Whether it’s the pink shoreline of Crane Beach, the crystal blue waters of the Caribbean sea, or the superstar Rihanna, the island of Barbados is almost always associated with beauty. But in her debut novel, How the One-Armed Sister Sweeps Her House, author Cherie Jones explores the not-so glamourous side of the tropical island.
This gripping tale which explores the complicated lives of tourist and service industry workers has become an international sensation. With the suspense story, set in Baxter’s Beach, Jones masterfully crafts a world where love and survival collide in its exploration of race and class– and it shouldn’t be long before Hollywood is banging on her door for the movie rights. In the meantime, the first-time author has already snagged the highly coveted Good Morning America Book Club Pick for this month.
Never imagining she could make a serious career out of writing, the Bajan mother of four chose to study law instead. Now a practicing lawyer, Jones figured out a formula to keep her day job as an in-house attorney at a regulatory agency and still write the stories she longs to tell.
ESSENCE caught up with Jones to talk about how to find your voice as a writer, her love of Rihanna, and why everyone should come to Barbados to work remotely.
Congratulations on being Good Morning America’s February Book Club pick. How does it feel to receive that type of reception out of the gate?
CHERIE JONES: Well, it feels wonderful. It’s exhilarating. I’ve literally been pinching myself one moment and in tears the next. We actually got a few reviews in the U.S. on the same day as publication and the GMA announcement. By the third review, I just burst into tears. I have this Jamaican lady that braids my hair and she was kind of crying for me and I was just crying, too. It’s taken a long time to get here.
You mentioned getting your hair braided. The main character of your book, Lala, is actually a hair braider. Can you talk a little bit about the importance of this profession in Caribbean culture?
JONES: Women braiding hair for tourists on the beach was a feature of my childhood. To me, hair braiding is so much more than just a hairstyle. It’s self-expression. It’s politics. It’s pride. The resurgence of natural hairstyles and the fact that they are much more widely accepted as being perfectly normal now means a lot to me. There’s something very communal and comforting about having your hair braided. It’s very magical. It’s a really intrinsic part of our culture and who we are.
While we’re discussing self-expression, I have to ask you this. Rihanna’s Savage X Fenty brand just officially became valued as a billion-dollar business. What does this mean to you as a Bajan citizen?
JONES: I’m just so proud. Every time she comes up with something else, I ‘m just like go girl. Show everybody what Bajan girls are made of. I’m actually wearing Fenty Beauty Hot Chocolate lip gloss right now.
You write about strong Bajan women in your book. How did you come up with the title, How the One-Armed Sister Sweeps her House?
JONES: The title came to me the same way the story came to me. It’s just something that popped in my head. It’s almost if these things are given to me. It may be weird for other people to hear. I hear the title in my head the same way I hear the characters in my head.
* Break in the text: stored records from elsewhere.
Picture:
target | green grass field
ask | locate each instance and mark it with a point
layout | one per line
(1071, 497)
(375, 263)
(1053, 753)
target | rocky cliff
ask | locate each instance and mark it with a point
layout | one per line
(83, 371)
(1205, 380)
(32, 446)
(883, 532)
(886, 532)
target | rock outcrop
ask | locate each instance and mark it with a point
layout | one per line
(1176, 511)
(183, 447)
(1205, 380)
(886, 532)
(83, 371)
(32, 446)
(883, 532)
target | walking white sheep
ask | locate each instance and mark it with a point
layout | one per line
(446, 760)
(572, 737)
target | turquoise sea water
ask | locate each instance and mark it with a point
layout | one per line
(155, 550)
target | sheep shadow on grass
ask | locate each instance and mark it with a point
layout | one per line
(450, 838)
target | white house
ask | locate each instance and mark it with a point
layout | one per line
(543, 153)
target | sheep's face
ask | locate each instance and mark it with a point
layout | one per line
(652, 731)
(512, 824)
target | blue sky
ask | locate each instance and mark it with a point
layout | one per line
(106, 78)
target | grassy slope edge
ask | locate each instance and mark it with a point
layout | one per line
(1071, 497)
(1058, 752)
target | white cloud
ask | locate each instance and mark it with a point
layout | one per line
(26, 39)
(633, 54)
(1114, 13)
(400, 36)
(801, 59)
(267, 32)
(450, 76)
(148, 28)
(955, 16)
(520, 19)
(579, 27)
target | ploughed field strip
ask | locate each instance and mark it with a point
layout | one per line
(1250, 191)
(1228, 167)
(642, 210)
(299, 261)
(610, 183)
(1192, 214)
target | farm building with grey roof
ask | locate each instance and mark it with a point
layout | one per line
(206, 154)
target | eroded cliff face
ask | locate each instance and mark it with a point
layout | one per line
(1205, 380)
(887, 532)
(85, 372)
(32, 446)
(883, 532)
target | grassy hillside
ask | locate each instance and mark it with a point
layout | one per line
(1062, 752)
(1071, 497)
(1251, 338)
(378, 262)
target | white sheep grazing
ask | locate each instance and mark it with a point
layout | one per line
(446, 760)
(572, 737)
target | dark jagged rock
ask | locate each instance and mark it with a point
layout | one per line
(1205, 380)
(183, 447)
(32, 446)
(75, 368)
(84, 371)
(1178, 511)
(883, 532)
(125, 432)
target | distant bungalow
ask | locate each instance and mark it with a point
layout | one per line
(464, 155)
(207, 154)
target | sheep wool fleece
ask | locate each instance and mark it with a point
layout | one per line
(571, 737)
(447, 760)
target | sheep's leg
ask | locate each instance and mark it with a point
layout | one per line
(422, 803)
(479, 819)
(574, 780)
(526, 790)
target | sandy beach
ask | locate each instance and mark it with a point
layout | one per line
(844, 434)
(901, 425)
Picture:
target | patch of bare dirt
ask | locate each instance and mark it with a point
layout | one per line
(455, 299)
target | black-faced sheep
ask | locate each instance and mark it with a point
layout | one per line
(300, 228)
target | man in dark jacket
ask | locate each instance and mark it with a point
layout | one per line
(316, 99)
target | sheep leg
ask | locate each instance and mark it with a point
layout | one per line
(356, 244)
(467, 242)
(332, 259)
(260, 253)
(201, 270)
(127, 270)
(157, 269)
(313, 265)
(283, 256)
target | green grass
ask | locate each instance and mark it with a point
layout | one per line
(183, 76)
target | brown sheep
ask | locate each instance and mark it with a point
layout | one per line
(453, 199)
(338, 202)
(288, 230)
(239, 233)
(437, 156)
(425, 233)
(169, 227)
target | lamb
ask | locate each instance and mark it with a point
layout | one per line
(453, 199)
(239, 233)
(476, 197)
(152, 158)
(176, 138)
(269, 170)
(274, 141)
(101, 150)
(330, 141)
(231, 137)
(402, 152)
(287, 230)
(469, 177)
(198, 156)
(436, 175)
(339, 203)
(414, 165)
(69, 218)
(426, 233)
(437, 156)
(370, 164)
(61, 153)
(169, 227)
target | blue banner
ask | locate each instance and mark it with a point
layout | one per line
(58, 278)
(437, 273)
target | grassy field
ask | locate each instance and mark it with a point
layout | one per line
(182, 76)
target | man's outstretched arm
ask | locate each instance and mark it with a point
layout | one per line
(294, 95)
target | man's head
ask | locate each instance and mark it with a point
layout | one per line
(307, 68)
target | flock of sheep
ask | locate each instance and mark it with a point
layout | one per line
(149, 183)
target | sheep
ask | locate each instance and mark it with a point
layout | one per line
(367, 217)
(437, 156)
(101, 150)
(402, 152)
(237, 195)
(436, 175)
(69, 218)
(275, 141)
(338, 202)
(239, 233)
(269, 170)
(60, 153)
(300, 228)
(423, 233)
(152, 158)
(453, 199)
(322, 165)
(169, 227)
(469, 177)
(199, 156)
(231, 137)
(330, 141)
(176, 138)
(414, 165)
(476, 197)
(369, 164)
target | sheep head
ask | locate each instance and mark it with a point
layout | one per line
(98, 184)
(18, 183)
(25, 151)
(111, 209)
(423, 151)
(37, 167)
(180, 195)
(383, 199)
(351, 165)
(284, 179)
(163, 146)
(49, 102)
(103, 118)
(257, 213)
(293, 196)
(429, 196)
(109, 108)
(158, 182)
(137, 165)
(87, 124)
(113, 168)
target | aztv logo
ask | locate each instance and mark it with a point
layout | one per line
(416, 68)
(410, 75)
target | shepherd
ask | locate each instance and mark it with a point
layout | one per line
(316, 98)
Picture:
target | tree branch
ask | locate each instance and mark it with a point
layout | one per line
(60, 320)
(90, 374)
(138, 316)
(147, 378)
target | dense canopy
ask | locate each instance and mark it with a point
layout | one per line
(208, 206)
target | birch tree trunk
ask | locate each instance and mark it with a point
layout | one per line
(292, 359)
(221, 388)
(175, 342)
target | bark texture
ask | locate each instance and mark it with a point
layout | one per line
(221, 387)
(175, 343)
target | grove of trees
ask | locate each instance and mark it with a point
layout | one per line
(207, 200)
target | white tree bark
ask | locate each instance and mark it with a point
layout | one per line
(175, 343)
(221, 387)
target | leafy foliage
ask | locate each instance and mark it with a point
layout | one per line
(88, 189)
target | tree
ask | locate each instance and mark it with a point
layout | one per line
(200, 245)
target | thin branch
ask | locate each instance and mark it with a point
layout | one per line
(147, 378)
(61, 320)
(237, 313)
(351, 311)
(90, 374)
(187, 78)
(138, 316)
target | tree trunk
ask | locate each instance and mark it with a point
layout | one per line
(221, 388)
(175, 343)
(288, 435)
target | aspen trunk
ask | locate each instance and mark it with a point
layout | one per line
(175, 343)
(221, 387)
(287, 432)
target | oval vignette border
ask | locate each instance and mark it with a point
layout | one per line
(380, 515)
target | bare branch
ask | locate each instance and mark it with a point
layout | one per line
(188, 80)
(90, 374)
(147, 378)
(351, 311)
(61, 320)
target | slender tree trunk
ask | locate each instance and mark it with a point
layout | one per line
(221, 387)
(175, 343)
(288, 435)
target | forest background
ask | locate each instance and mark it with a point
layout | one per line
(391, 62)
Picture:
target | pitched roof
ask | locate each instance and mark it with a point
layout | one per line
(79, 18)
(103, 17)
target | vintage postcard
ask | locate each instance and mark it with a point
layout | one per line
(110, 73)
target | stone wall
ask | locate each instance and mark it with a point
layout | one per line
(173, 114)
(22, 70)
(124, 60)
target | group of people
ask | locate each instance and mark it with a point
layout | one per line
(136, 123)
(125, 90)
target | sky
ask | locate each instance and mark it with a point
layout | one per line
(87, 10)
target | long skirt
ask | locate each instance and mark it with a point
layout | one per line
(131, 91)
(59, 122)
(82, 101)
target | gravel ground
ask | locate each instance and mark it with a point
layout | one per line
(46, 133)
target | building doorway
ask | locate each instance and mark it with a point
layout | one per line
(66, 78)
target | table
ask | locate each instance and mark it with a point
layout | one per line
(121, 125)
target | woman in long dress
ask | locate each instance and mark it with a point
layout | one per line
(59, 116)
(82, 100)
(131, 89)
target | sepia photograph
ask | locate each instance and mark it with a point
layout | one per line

The title is not only the connection to the myth that appears in the beginning of the book. It’s one of the larger questions in the book. In the Caribbean we tend to place a lot of value on our women based on how they perform a particular role in the domestic sphere. So, the ability to keep a clean house is something that women are measured by—or at least they were when I was growing up.
There’s a saying that there’s usually a lot of truth in fiction. Did you draw from your personal experiences to write this novel?
JONES: Yes I did. I haven’t made a secret of it. I am also a survivor of domestic violence. So, to that extent, I have experienced certain things myself and observed some of these things from my family and friends and their families. I think that aspect of who I am helped me to write more authentically. Having said that, [Lala’s] actual experiences aren’t mine. I’ve never experienced the particular things she experienced.
At the beginning of the pandemic, your government offered the Barbados Welcome Stamp, which would allow international visitors the opportunity to come work there remotely for a year. What would you tell people about living on the island?
JONES: Anyone coming here from a busier place has to be prepared to slow down a little bit. I’ve worked in the U.K. and I think there is a little bit of shifting of gears required. One of the big bonuses about Barbados is the people are generally warm and friendly. We have a lot of things that make remote working possible. We have a very literate workforce that can provide support if it’s needed. I would hope someone that comes here for 12-months would really experience the life of a Bajan.
What would you say to young women of color about following your dreams?
JONES: I would say you don’t always get the fairytale. I would want to give them the story of my journey. Publishing a book that would be published internationally was a dream of mine for a very long time. At various points, I had to remind myself why I actually write. Writing is as much a part of who I am as breathing or walking. I told myself, whether I get the book deal or not, I’m still going to be writing. So, I would tell them to believe in this thing that they feel that they are supposed to contribute to the world. I didn’t do that for a very long time. Be resilient. Never stop believing in yourself. Just keep doing it. Even if you have to work two jobs and do it. Just stay focused and do it.